Inspired to make a difference, Scott knew he had to do something. He started a nonprofit organization and called it Charity Water. He began looking for donations. It was a rough start. He found that people didn’t want to donate money, mainly because they were uncertain where their money went whenever they donated to charities  Scott revamped his business and developed the 100% model, wherein 100% of the organization’s operating expenses are paid by a small group well-off donors (i.e., a few rich guys keep the lights on), while people like you and me see 100% of our donations go directly towards drilling wells and providing clean drinking water to people in need. Yes, 100% of the money donated to Charity Water goes directly towards helping people. And it’s all trackable down to the donor level. Brilliant!
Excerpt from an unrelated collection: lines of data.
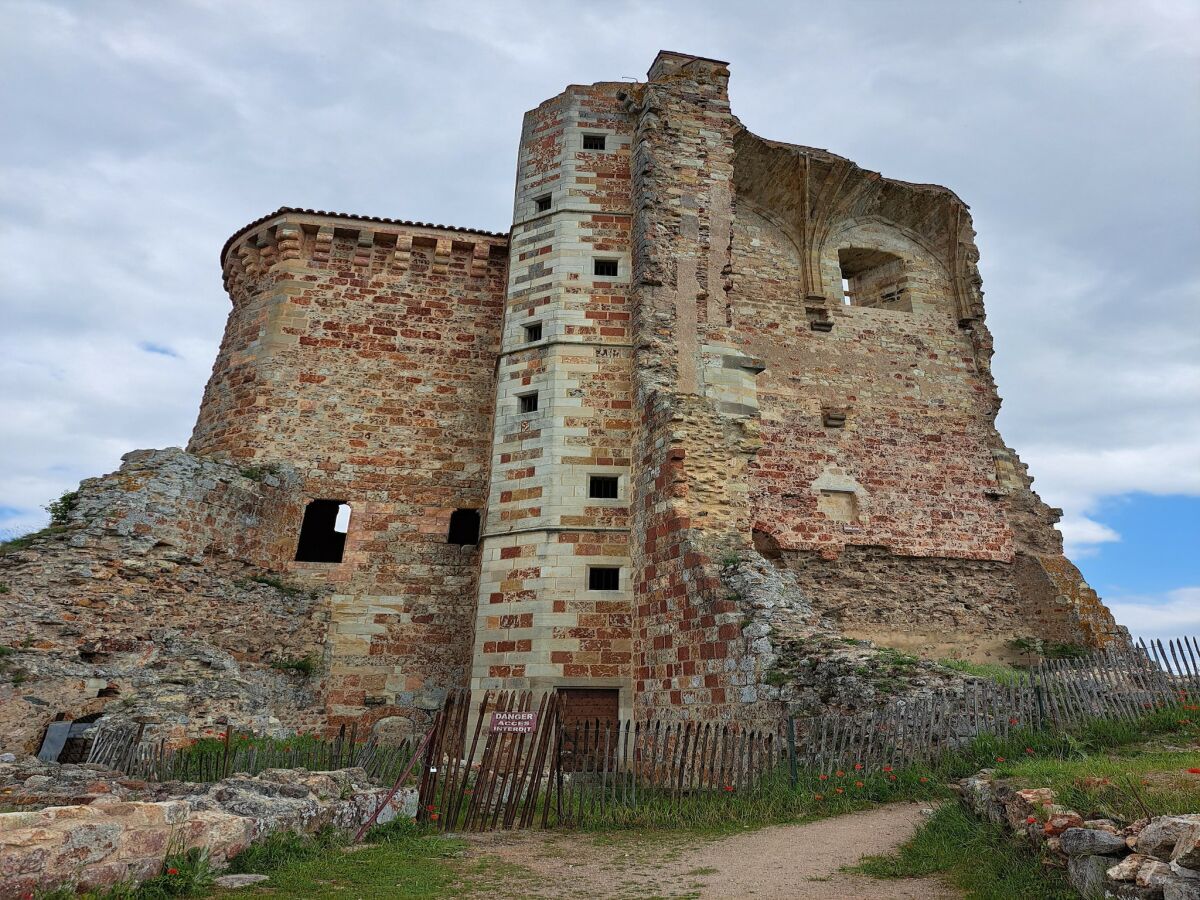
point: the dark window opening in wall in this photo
(323, 532)
(582, 711)
(603, 487)
(463, 527)
(873, 277)
(604, 577)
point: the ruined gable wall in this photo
(364, 355)
(906, 517)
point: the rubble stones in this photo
(1098, 862)
(1087, 875)
(1085, 841)
(1158, 838)
(114, 839)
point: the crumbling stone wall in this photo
(145, 607)
(364, 354)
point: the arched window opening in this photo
(323, 532)
(463, 527)
(875, 279)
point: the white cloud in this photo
(147, 133)
(1171, 615)
(1081, 535)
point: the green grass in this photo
(399, 859)
(1117, 785)
(995, 671)
(775, 802)
(298, 665)
(977, 857)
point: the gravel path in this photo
(796, 862)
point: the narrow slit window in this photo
(604, 577)
(463, 527)
(603, 487)
(323, 532)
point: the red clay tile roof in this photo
(282, 210)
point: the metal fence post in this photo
(791, 751)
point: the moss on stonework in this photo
(306, 666)
(28, 540)
(257, 473)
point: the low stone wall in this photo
(1149, 859)
(111, 839)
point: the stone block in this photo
(1159, 837)
(1086, 841)
(1086, 874)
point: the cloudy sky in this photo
(138, 136)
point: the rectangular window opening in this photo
(604, 577)
(603, 487)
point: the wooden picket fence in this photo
(1060, 695)
(563, 774)
(121, 748)
(510, 761)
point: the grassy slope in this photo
(1125, 783)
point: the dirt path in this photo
(795, 862)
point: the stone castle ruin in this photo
(712, 425)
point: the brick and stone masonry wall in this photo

And then Scott had another brilliant idea: he wanted to give up his 31st birthday for charity. Instead of people purchasing material gifts he didn’t need, he asked them to donate money towards this fund. So far he’s raised over $10 million and has helped more than 1 million people get clean water. There is, however, still 800 million people in the world without clean water. The story gets braver and better, but I digress. (Watch Scott’s video if you want to learn more.)

So, here’s my plea to anyone who’d like to give me something on my birthday:

We take for granted so much in this world. Clean water is one of those things. What most people don’t realize is that dirty water is responsible for more deaths than all violent acts combined, including deaths from war. We are fortunate to have water, we are fortunate to have the Internet, we are just fortunate. Let’s pay it forward.

I’d like to raise at least $5,000 for Charity Water for my birthday (Update October 26, 2012—I reached my goal! If you still want to contribute you can until December 31, 2012). You can wish me a happy 31st by taking action now: donate $31 (or $310 or any amount) at my personal Charity Water page. Remember: 100% of our donations go directly towards getting people access to water. Thus, when we reach this goal, we’ll bring clean water to 250 people. Together we can radically improve a few hundred lives on my birthday.

I’m going to send a personalized postcard from Montana to anyone who donates at least $31. Simply forward me your donation-confirmation email and include your mailing address. Email: [email protected]

I’m in. Are you willing to help?

UPDATE 1/23/2013: We did it! Thank you all for your contributions. Together we we raised over $5,000, which is going to make a huge difference for hundreds of people. How awesome is that!

UPDATE 10/23/2014: Two years ago we raised $5,536 for my birthday, which has been put to good use in Cambodia over the past two years: we brought clean water to the Snao School, which serves 322 people, and the Reang Community, serving 270 people. Thank you all for your support.